Life sucks and then you die...
Mike Treder
2009-06-12 00:00:00



As an existentialist, I am committed to the recognition that most of life is suffering. To be born is to die, and to live is to experience pain and agony.

Only the tiniest fragment of humanity has ever been so fortunate as to "enjoy" life, even briefly. The vast majority of humans who have ever lived have perished in anonymity, their hopes, dreams, joys, passions, laughter, tears, toils, fears, and even names lost forever, abandoned to oblivion.

Where is the redemption in a world like that? Where is the logic? There is none, and mankind's long quest to find extrinsic meaning in life is a fool's errand.

However, as Pee-wee Herman once said, everyone has a big BUT. In this case, the big but is that we don't have to accept things as they are. Indeed, the whole history of humankind is that we take arms against a sea of troubles: we resist the inevitable, defy the obvious, and take solace in the belief that we can make things better.

First, we tame fire. Then, we stop chasing food and corral it. We create writing, build cities, enact laws. We invent printing, devise the scientific method, shun superstition, and practice medicine. We recognize human rights, outlaw slavery, enfranchise everyone, and promote tolerance.

But that's not all. After subduing nature and trampling so much of her beauty, we gain a dawning awareness that having dominion over the Earth is maybe not such a good idea after all. Playing nice with Gaia might in the long run turn out better.

So, we renounce our profligate ways, look toward renewable sources of energy and sustainable lifestyles, and seek to make amends for the great damage we have done. We are growing, maturing, taking responsibility for our actions and attitudes.
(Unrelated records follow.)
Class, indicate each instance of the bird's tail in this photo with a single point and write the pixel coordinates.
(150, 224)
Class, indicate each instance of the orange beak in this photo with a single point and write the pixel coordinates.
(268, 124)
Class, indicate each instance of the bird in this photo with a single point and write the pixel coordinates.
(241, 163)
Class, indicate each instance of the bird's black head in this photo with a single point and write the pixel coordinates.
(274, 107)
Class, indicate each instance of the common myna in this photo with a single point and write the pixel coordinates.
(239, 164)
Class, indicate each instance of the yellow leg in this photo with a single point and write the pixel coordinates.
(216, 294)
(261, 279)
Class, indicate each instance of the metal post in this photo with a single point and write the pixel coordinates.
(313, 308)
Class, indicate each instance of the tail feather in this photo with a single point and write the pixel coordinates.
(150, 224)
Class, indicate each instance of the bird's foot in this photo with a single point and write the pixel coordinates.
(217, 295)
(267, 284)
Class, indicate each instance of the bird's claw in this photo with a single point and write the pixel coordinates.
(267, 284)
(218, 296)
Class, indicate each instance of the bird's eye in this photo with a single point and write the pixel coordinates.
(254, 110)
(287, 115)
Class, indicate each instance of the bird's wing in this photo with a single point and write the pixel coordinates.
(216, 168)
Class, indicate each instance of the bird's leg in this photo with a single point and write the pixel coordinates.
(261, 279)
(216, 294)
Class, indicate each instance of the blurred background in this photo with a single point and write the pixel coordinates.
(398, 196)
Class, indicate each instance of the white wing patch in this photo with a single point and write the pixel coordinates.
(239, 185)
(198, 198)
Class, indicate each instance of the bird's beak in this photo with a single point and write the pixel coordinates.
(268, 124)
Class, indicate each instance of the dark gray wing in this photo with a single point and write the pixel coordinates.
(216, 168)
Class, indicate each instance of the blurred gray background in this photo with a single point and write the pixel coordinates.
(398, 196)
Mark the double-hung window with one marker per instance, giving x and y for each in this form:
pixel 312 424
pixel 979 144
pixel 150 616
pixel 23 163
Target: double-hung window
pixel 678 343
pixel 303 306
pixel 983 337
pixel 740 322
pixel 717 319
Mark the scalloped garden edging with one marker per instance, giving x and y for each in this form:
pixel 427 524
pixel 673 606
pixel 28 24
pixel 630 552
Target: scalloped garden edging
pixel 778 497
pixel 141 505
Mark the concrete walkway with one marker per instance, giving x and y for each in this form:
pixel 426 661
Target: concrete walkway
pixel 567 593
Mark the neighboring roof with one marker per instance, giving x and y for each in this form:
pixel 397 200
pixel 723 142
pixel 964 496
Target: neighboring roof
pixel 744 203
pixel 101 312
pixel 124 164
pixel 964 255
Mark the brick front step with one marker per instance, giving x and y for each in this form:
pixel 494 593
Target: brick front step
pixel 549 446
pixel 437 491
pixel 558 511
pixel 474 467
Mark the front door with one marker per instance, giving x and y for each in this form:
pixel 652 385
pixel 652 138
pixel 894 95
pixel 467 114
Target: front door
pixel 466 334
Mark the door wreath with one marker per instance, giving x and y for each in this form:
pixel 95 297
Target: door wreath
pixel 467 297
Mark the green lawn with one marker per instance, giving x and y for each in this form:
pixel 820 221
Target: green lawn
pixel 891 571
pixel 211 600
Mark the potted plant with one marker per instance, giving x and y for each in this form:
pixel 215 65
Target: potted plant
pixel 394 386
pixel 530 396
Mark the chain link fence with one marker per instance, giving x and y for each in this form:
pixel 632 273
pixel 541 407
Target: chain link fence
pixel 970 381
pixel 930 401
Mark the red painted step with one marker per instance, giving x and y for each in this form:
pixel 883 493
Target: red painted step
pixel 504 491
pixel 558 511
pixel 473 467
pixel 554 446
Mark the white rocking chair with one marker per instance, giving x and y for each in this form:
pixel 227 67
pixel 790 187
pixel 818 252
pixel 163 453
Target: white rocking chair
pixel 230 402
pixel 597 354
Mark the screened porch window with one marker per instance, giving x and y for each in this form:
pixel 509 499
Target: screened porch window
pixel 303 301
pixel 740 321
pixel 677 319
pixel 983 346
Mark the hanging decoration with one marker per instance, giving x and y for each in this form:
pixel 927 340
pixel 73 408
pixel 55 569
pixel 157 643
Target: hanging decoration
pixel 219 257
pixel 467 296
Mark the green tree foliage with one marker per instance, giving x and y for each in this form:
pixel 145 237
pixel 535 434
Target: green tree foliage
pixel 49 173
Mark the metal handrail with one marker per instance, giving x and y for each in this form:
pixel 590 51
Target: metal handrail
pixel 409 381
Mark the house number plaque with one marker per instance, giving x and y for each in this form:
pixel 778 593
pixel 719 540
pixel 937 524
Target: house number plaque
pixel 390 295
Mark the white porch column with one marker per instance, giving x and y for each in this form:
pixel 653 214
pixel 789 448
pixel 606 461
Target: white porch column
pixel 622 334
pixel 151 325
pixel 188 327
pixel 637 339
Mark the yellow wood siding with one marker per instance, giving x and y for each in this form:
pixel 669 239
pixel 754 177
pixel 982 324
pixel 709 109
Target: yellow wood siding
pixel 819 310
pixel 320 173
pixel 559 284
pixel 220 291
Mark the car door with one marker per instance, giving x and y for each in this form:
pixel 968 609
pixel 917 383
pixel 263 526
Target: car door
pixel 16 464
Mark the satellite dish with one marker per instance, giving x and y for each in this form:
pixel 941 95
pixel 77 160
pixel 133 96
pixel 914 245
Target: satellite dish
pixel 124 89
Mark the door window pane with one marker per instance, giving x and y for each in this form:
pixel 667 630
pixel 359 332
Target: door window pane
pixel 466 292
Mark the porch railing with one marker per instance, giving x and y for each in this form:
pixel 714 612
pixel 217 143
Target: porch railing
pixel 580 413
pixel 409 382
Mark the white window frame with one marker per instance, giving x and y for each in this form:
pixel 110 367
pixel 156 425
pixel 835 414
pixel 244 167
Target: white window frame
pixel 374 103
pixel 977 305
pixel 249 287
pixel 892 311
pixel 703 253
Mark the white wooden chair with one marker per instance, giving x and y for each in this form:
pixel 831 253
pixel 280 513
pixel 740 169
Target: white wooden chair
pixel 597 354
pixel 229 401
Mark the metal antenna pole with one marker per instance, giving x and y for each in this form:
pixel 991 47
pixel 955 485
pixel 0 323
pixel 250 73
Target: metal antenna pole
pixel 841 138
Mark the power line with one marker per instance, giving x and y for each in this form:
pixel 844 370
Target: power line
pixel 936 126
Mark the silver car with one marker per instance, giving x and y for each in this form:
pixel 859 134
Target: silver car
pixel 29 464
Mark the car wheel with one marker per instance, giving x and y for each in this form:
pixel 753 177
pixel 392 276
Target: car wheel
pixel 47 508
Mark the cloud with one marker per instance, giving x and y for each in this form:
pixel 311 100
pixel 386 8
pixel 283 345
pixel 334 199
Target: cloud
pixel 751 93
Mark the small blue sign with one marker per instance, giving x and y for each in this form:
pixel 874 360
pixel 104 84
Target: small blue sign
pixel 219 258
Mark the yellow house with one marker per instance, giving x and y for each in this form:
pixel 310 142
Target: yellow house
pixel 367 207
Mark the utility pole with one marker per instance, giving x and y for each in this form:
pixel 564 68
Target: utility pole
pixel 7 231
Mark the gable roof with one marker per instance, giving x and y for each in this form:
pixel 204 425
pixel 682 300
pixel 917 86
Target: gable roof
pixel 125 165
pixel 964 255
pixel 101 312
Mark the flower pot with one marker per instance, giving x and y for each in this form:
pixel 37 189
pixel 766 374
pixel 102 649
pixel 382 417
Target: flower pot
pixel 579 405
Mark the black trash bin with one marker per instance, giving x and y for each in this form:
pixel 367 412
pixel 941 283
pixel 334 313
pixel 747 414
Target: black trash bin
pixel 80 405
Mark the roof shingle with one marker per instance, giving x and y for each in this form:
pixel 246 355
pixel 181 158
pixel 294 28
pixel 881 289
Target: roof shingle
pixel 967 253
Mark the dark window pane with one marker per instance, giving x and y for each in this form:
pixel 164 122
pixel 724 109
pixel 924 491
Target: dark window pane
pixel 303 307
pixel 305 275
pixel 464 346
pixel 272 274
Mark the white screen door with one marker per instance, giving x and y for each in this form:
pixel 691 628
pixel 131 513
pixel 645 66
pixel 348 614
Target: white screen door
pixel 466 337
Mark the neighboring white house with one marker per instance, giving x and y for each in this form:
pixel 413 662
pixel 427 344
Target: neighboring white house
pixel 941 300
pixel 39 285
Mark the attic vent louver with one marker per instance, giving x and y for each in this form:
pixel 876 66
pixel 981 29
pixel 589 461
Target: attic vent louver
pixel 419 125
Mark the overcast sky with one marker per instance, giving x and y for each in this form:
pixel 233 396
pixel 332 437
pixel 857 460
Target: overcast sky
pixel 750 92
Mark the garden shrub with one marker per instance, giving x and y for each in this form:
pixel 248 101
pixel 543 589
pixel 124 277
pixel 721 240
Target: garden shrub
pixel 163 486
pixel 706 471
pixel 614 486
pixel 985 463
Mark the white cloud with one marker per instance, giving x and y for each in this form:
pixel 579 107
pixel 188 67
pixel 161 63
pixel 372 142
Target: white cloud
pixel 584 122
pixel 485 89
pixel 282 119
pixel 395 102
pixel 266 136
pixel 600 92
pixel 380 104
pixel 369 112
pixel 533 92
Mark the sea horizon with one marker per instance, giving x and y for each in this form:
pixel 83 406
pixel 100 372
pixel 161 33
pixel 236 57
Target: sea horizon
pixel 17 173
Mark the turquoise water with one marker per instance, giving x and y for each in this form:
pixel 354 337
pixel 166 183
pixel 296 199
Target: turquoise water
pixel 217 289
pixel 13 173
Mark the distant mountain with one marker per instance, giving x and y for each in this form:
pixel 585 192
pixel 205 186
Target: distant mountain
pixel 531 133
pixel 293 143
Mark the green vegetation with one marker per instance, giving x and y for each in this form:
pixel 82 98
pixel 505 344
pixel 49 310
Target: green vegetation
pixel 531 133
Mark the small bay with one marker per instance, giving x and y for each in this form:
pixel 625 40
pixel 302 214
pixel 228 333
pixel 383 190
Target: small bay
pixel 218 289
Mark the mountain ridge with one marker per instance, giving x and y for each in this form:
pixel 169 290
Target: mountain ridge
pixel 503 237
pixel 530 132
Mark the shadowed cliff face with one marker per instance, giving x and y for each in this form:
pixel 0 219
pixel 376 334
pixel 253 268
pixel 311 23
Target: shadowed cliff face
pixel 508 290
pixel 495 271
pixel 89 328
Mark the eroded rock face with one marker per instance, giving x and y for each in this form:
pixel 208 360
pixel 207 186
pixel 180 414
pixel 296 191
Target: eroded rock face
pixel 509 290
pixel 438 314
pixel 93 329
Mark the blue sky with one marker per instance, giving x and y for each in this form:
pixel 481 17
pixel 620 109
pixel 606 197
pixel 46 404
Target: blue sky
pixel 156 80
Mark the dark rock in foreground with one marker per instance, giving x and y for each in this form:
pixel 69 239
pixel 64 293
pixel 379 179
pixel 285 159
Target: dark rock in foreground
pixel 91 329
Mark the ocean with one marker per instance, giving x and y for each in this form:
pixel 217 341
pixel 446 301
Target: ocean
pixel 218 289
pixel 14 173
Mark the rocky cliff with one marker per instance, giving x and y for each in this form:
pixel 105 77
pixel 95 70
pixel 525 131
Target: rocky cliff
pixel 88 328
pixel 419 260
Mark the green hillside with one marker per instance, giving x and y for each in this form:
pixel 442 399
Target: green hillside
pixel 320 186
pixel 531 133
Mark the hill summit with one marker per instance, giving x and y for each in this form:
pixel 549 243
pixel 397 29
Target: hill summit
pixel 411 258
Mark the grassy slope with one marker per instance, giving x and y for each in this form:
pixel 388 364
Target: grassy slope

All this is good and commendable. We may yet deserve our self-claimed label of homo sapiens -- "wise man" -- although we have a long way to go.


There's only one big problem, namely that "life sucks and then you die." It still sucks for most of us, and we still all die!

But, aha, it doesn't have to be that way.

If we have proven anything in the last 10,000 years of advancing civilization, and especially in the last 300 years of the scientific era, we have shown an ability -- indeed a compulsion -- to kick against the pricks, no matter how painful that might be, until we break free from whatever bonds held us down. We will not be satisfied with the status quo. Life can be better, and we can make it so.

We can have more freedom, more equality, more solidarity. We can do more to reduce suffering, increase education, and provide abundant opportunities for all. We can use our intelligence, our creativity, our learning, and our technology to improve on things as they are. We can, we must, and we will.

Today we are finally approaching the very real potential of overcoming the greatest limitations that existence has placed upon us. We are beginning to see the glimmers of significant life extension, of healthspans that could cover centuries, if not eons. Our rapidly accelerating technological prowess may soon enable substantial reengineering of the human condition and such radical augmentation of our bodies and ourselves that we may no longer be recognizably human, but will have attained a state of transhumanity or even posthumanity.

This is the technoprogressive ideal: that we take responsibility and make ourselves better than we are, the best that we can be, not only for ourselves but for all our human sisters and brothers and for all our earthly flora and fauna relatives. E pluribus optimus, if you will.